The role of FAM171A2-GRN-NF-κB pathway in TBBPA induced oxidative stress and inflammatory response in mouse-derived hippocampal neuronal HT22 cells.

Tetrabromobisphenol A (TBBPA) is one of the brominated flame retardants (BFRs) widely used in industry, which has a broad toxic effect on organisms. However, there is still limited research on the neurotoxic mechanism of TBBPA. Using mouse hippocampal neurons (HT22) cells, the toxicity of TBBPA was evaluated, especially focusing on its alteration on the key molecules in FAM171A2-GRN-NF-κB signaling pathway.

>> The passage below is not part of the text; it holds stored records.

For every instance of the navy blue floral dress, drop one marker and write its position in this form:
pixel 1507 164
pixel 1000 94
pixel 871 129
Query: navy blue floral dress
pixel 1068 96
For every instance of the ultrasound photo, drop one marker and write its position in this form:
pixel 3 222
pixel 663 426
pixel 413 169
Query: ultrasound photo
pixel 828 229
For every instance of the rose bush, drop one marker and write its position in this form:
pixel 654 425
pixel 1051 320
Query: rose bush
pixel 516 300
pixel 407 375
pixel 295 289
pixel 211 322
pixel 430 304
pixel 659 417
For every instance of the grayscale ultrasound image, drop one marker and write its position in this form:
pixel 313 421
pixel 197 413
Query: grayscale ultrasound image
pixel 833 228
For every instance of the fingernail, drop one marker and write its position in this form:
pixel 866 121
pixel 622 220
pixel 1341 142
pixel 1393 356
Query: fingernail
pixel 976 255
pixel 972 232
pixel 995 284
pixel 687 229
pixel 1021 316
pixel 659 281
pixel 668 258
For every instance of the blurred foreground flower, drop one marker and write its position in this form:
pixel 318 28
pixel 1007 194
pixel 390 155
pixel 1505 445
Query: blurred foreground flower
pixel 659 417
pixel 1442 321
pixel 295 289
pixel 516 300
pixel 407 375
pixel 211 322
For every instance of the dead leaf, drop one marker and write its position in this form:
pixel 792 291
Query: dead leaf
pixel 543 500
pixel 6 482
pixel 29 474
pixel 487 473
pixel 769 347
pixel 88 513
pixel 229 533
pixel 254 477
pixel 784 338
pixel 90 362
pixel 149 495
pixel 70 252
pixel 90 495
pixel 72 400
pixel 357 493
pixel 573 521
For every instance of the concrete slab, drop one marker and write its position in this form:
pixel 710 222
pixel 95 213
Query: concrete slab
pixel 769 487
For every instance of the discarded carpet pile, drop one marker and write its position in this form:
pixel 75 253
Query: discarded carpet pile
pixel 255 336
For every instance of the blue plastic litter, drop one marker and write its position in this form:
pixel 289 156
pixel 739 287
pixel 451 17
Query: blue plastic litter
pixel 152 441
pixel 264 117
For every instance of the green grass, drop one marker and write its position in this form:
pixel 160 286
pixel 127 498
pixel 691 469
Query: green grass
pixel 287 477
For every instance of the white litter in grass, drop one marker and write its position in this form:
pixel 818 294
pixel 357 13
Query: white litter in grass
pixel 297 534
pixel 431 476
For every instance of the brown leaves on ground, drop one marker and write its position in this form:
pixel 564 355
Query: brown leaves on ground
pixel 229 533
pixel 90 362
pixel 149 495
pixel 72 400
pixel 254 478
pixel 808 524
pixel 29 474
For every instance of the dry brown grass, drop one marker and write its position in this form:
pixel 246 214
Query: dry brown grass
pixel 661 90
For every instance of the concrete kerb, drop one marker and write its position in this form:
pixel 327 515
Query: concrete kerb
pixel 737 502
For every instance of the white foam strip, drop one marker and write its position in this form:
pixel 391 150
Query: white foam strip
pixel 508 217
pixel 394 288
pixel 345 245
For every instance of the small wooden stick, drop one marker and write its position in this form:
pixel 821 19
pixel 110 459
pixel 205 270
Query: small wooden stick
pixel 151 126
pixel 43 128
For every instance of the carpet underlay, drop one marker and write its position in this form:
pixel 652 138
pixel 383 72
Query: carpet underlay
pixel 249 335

The results showed that TBBPA exposure could lead to an increase in the production of inflammation-related genes IL-6, iNOS, TGF-β1, COX2, and TNF-α in both HT22 cells and HT22-AD-model, intensifying the inflammatory response; it inhibits the mRNA expression of antioxidative enzymes genes Sod1, Cat, Gpx1, and Gsta1, resulting in reduced antioxidant enzyme activities of SOD, CAT, and GSH-Px/GPX. Mechanistically, TBBPA caused the upregulation of FAM171A2 expression level, alongside increased GRN, IκBα and p65 levels; whereas the expression of GRN, IκBα and p65 was decreased after FAM171A2 knockdown, demonstrating TBBPA-induced upregulation of FAM171A2 should be responsible for the increased GRN, IκBα and p65 expression. Therefore, for the first time, our data indicate that TBBPA-induced oxidative stress and inflammatory response is closely related to the FAM171A2-GRN-NF-κB pathway.